I stated in my discussion of the 9th circuit's Nordyke ruling, the incorporation language held there may be extended to other states of the plaintiff files an appeal with the Supreme Court of the United States, and if the court decided to hear it, but it appears that we may not have to wait that long.
Somewhat surprisingly, the case now most likely to reach the Court first on that issue will not be about guns, but about “chuka sticks.” Still, those are treated, at least by New York state, as a personal weapon, and the legislature there has banned even their possession in the home. Formally named a “nunchaku,” a chuka is two pieces of rigid material joined by a thong or rope. The legislature found they could be used to injure — or even kill — someone by striking them or choking them with one of the sticks while holding the other. But martial artists also use them in training exercises.
A Port Washington, N.Y., lawyer, James M. Maloney, was arrested for having a chuka stick in his home nearly nine years ago. His case has become a significant test of whether he had a Second Amendment right to have that weapon for personal use.
Maloney’s petition, his lawyer wrote, will argue “that the individual right conferred by the Second Amendment should be held incorporated against the states,” through the Fourteenth Amendment. The Second Circuit, in a decision Jan. 28 (Circuit docket 07-581), dismissed Maloney’s challenge to the New York law.
That conclusion, however, conflicts directly with the Ninth Circuit Court’s decision last Monday in Nordyke, et al., v. King, et al. (Circuit docket 07-15763). That is the sort of conflict that can lead the Supreme Court to step in to resolve the dispute.

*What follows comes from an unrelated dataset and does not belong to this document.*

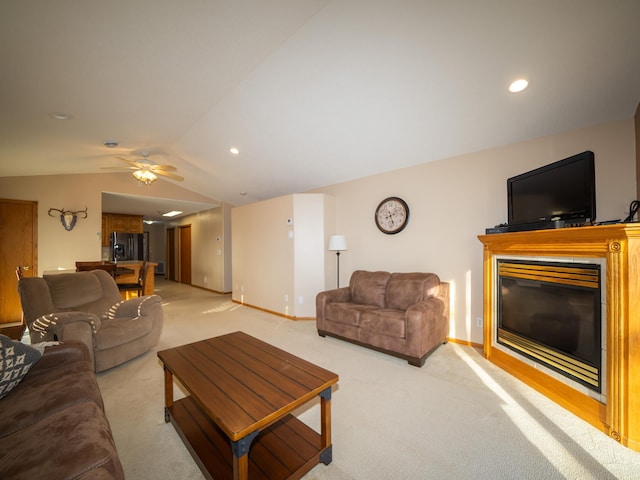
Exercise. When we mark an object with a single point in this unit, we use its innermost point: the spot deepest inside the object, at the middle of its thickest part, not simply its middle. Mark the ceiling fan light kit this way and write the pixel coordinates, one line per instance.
(146, 172)
(145, 176)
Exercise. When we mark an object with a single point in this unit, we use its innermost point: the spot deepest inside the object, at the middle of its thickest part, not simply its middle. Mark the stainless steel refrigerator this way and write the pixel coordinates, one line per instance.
(128, 246)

If the lawyers in the Nordyke case pursue an early appeal to the Court (a decision not yet made), both cases could be up for consideration together by the Justices.
[...]
The Maloney case on “chukas” — and perhaps the Nordyke case on guns, as well — could be ready for the Justices’ action early in the new Term starting in October.
This is particularily interesting, as not only did i bring up Nunchukas in my original discussion of Heller, but because i happen to know that in Arizona, which is in the 9th circuit, there is an outright ban on these particular weapons of ninja self defense.
So, AZ, do we move now for the restoration of rights involved here, as the 9th circuits holding of incorporation in this district already primes the ground for the dismissal of that unjust law rooted in racist anti-turtle history, do we wait to see if a Nordyke appeal tosses out the incorporation talk or reinforces it, or if the supreme court hears Maloney and makes it abundantly clear that not only do such radical awesome tiny pieces of wood connected with a little chain not only qualify as "arms" but that the second amendment is in fact held to be incorporated against the states and their status, in all cases, should be legal?
What to do?
Untill y'all figure it out, ill be at the dojo, getting ready to take on the Foot Clan in the open again, its been rough having to hide my quest all these years...
1 comment:
his lawyer wrote, will argue “that the individual right conferred by the Second Amendment should be held incorporated against the states,” through the Fourteenth Amendment.
Damned if you do damned if you don't. This is a loose loose for us.
Maloney wins and we once again have to assert that the Federal government has authority over the states.
Maloney loses and it is another step closer to any federal disarmerment.
Dammit where did I leave my Caey Jones hockey mask?